The second is between Aureliano and Jose Arcadio:

“That drawing closer together of two solitary people of the same blood was far from friendship, but it did allow them both to bear up better under the unfathomable solitude that separated and united them at the same time.” (373)

The wise Catalonian has some beautiful words to say:

“One winter night while the soup was boiling in the fireplace, he missed the heat of the back of his store, the buzzing of the sun on the dusty almond trees, the whistle of the train during the lethargy of siesta time, just as in Macondo he had missed the winter soup in the fireplace, the cries of the coffee vendor, and the fleeting larks of springtime. Upset by two nostalgias facing each other like two mirrors, he lost his marvelous sense of unreality and he ended up recommending to all of them that they leave Macondo, that they forget everything he had taught them about the world and the human heart, the shit on Horace, and that wherever they might be they always remember that the past was a lie, that memory has no return, that every spring gone by could never be recovered, and that the wildest and most tenacious love was an ephemeral truth in the end.” (403)

The last is a realization by Aureliano Buendia:

“…and in that flash of lucidity he became aware that he was unable to bear in his soul the crushing weight of so much past. Wounded by the fatal lances of his own nostalgia and that of others, he admired the persistence of the spiderwebs on the dead rosebushes, the perseverance of the rye grass, the patience of the air in the radiant February dawn.” (414)

These quotes capture the overall feeling of the last several chapters.

While I’m not an expert in literature yet, I think it’s appropriate to say that Gabriel Garcia Marquez perfectly and beautifully captures one hundred years worth of family history.
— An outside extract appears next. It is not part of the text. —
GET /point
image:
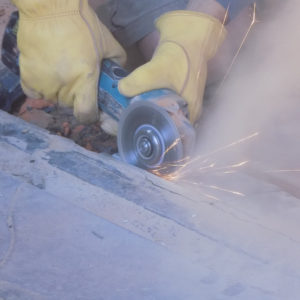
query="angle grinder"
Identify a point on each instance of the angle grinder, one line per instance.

2 Responses to “The Buendia Family”

  1. Margie: Thank you for this post. You eloquently articulated many of my responses to this novel, especially the fact that for all of its fantastic machinations, this is in the end a novel of family dynamics in all their wondrous, murderous, convoluted complexity. Now you will have to read his second-greatest novel, Love in the Time of Cholera, also appropriate for this remarkable and strange time.

  2. annable22 says:

    Maybe this story captures family so lovely because the culture of Colombia is so much closer, neighbors are considered family and friends. I agree with you when you explain your thought about the possibility of him writing so intently because the culture he writes through is so historical. I would then even attempt to expand and say that the cycle of names in the story are actually seen in Spanish culture, so each name hold a rich history.